Rima Kallingal, now a successful entrepreneur running a Kochi-based dance company, didn’t quit her acting profession after her marriage to director Aashiq Abu. Last year, Aashiq directed Rani Padmini, a feel-good travel drama starring Rima and Manju Warrier in lead roles. Through social media, Rima regularly expresses her take on politics, sexism in cinema and social issues, shrugging off the numerous trolls and hate comments directed at her.

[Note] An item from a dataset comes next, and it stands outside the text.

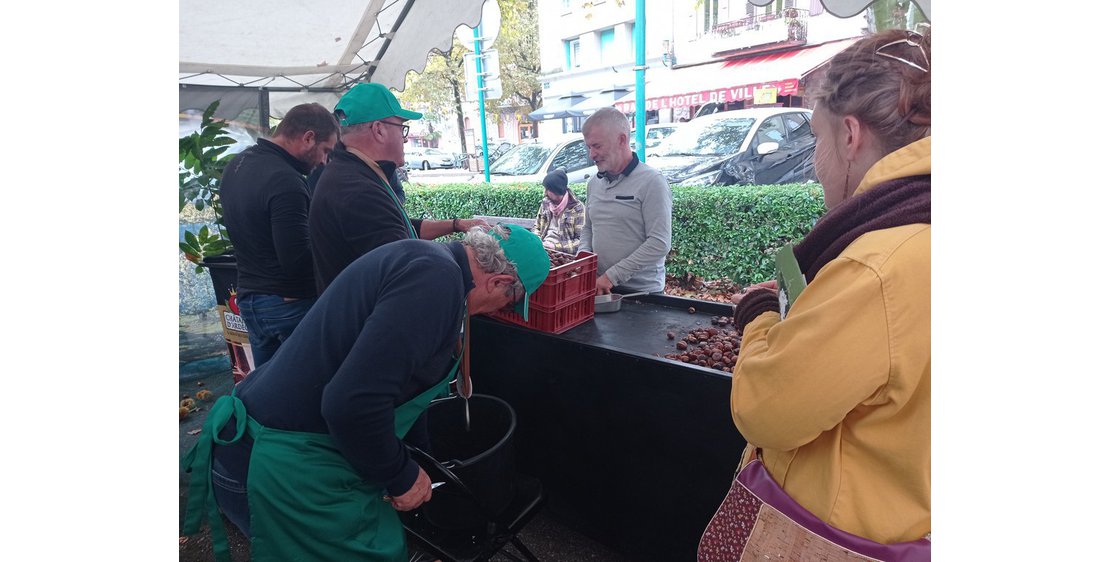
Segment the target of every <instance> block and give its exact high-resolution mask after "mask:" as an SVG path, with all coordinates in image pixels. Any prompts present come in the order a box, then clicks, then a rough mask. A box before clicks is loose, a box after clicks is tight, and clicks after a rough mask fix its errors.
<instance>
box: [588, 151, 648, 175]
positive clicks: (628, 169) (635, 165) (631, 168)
mask: <svg viewBox="0 0 1110 562" xmlns="http://www.w3.org/2000/svg"><path fill="white" fill-rule="evenodd" d="M638 163H639V157H638V155H637V154H636V153H635V152H633V153H632V160H630V161H628V165H626V167H625V169H624V170H620V173H617V174H609V173H608V172H597V177H598V178H601V179H603V180H606V181H616V179H617V178H619V177H622V175H624V177H628V174H629V173H632V171H633V170H635V169H636V164H638Z"/></svg>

2017 has been an important and eventful year for this new league of actresses in Malayalam cinema. In February, a young actress was waylaid and sexually abused inside a moving car in Kochi. The perpetrator was a 29-year-old man who had been working as a chauffeur to many celebrities in the industry. He recorded the act of crime on his mobile phone, and told the actress that he was ‘hired’ to do it. What thwarted his plan was the actress’ refusal to stay silent on the matter. She filed a police complaint. The next morning, the news spread, and instantly, her friends in the industry reached out to her, guarding her from the harsh public glare. The AMMA (Association of Malayalam Movie Actors), an organisation headed by a group of senior male actors, held a candle light vigil condemning the incident. However, the support of the superstars and the senior actors visibly waned after Dileep, a highly influential superstar, was arrested by the police in connection with the case as a suspect. Salim Kumar, a National Award-winning actor insulted the victim on social media, and director Lal Jose, one of Dileep’s close friends, who is known as Janapriya (popular) star, even launched a campaign Avanodoppam [‘With Him’] on social media, in response to the campaign Avalodoppam [‘With Her’] that the actress’s friends and supporters were running.

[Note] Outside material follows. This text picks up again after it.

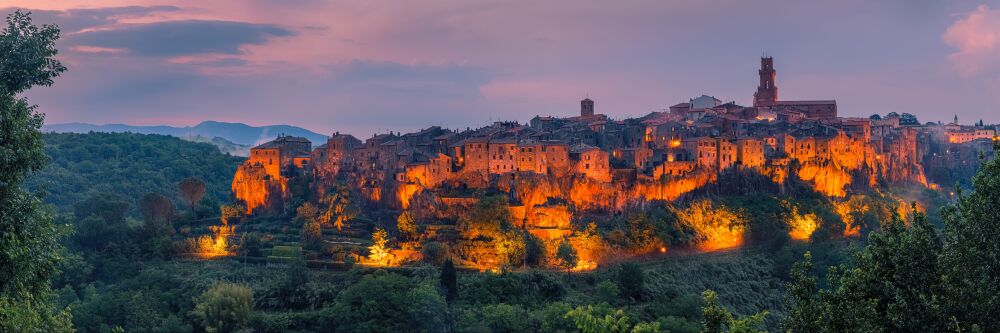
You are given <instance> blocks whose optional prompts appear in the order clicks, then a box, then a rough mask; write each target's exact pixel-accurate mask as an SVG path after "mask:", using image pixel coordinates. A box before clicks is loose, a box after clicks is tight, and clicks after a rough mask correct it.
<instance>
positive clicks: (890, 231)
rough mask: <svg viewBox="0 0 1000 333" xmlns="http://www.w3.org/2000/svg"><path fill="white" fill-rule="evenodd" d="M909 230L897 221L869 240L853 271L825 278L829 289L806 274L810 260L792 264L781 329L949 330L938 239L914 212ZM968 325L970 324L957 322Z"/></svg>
mask: <svg viewBox="0 0 1000 333" xmlns="http://www.w3.org/2000/svg"><path fill="white" fill-rule="evenodd" d="M913 216H914V218H913V221H912V223H911V226H910V227H907V226H906V225H905V223H904V222H903V221H902V220H901V219H900V218H899V217H898V216H896V217H895V218H893V219H891V220H889V221H886V222H884V223H883V224H882V230H879V231H876V232H872V233H871V234H870V235H869V239H868V244H867V245H866V246H865V247H864V248H863V249H861V250H860V251H858V252H857V253H855V254H854V260H853V261H854V265H853V267H847V266H845V265H841V266H840V267H839V268H831V269H830V272H829V273H828V274H827V279H828V280H829V287H828V288H827V289H824V290H819V289H817V283H816V279H815V278H814V277H812V276H809V275H808V271H809V270H810V269H811V267H812V262H811V255H810V254H808V253H807V254H806V256H805V260H804V261H803V262H801V263H798V264H796V265H795V267H794V268H793V270H792V282H791V283H790V284H789V286H788V291H789V293H788V296H787V297H786V300H785V302H786V303H785V304H786V307H787V308H788V316H787V317H786V318H785V321H784V322H783V326H784V327H785V329H786V330H787V331H789V332H845V331H850V332H885V331H890V332H914V331H948V330H950V329H951V328H950V326H951V325H953V323H952V322H951V321H950V320H949V319H948V318H947V317H946V313H947V312H946V311H942V310H943V307H942V299H943V297H944V295H943V293H942V288H944V287H945V286H943V285H942V280H941V276H942V273H941V267H940V265H939V263H940V260H939V258H940V257H941V240H940V238H938V236H937V234H936V232H935V230H934V228H933V227H932V226H931V225H930V223H929V222H927V220H926V217H925V216H924V214H922V213H920V212H917V211H916V210H915V207H914V214H913ZM961 323H965V324H968V322H965V321H963V322H961Z"/></svg>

The prime accused, Pulsar Suni, is now behind the bars, and Dileep is out on bail, but the case is far from closed. On the day of his release from Aluva sub-jail where he was housed for over 58 days, his fans gave him a hero’s welcome. Also present were actors Nadirshah Siddique, Ponnamma Babu and Dharmajan. Within days of his release, Dileep was reinstated in the top organisational positions from which he was removed at the time of arrest. While the police say they have strong evidences that prove his involvement in the criminal case, Dileep’s return to Mollywood has been smooth.

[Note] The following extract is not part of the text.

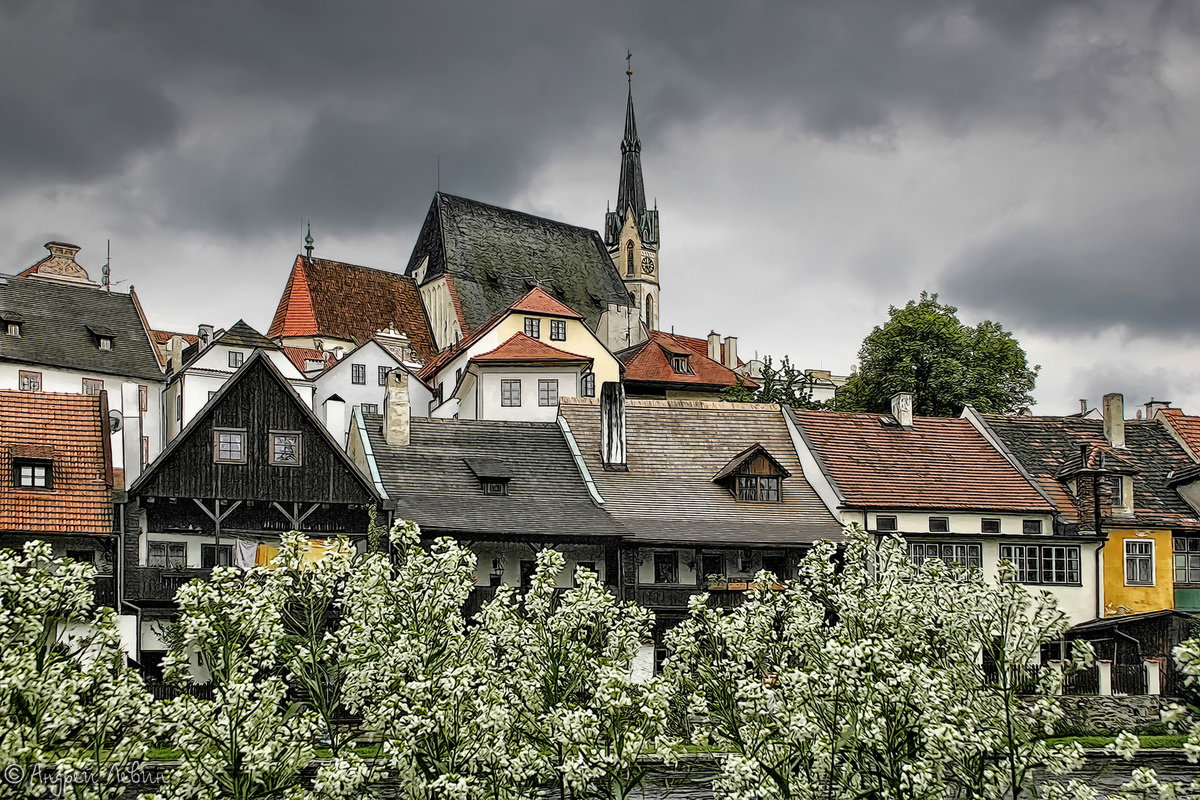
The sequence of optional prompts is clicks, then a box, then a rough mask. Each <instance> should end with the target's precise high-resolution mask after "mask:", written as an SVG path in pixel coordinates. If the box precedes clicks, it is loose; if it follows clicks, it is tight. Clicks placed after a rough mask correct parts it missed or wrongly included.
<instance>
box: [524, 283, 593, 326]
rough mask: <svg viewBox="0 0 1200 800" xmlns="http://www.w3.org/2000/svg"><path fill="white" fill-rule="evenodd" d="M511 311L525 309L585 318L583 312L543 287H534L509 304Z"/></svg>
mask: <svg viewBox="0 0 1200 800" xmlns="http://www.w3.org/2000/svg"><path fill="white" fill-rule="evenodd" d="M509 311H523V312H526V313H529V314H550V315H552V317H566V318H568V319H583V314H581V313H578V312H577V311H575V309H572V308H570V307H569V306H565V305H563V303H562V302H559V301H558V300H554V299H553V297H551V296H550V295H548V294H546V291H545V290H544V289H542V288H541V287H534V288H533V289H530V290H529V293H528V294H527V295H526V296H523V297H521V299H520V300H517V301H516V302H515V303H512V305H511V306H509Z"/></svg>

Days after the actress was attacked, a pool of 21 women from the Malayalam film industry, including Parvathy and Rima Kallingal, formed the Women In Cinema Collective (WCC) organisation to represent and fight for the interests of women in the field. Some of the demands they have been putting forward include a sexual grievance cell, subsidies for production crews that have 30 percent women, an end to the giant disparity in pay, PFs for women who leave work due to pregnancy, and reservations for women in government-owned studios. The organisation members met Kerala Chief Minister Pinarayi Vijayan in May 2017, and were officially instituted as a society in November.

Recommended

However, the WCC still hasn’t found enough acceptance within the industry, even among their female colleagues. Actresses Lakshmi Priya, Miya and Mamta Mohandas, in separate interviews, stated that there was no need for a separate organisation for women in Malayalam film industry as they had never felt unsafe in it. The WCC’s Facebook page gets hate comments and trolls aplenty from men who call them names such as feminazi and ‘kochamma’. 

Despite everything though, the young women in new age Malayalam film industry are moving ahead, winning accolades, associating themselves with projects that matter, reaching out to each other, and setting a fine example of sisterhood along the way. They seem to be in no hurry, and in no mood to retire and fade into oblivion. Parvathy’s next release is My Story, directed by Roshni Dinakar; she’s also a part of Anjali Menon’s next, co-starring Prithviraj and Nazriya Nazim. That aside, the actress also plans exciting trips every now and then.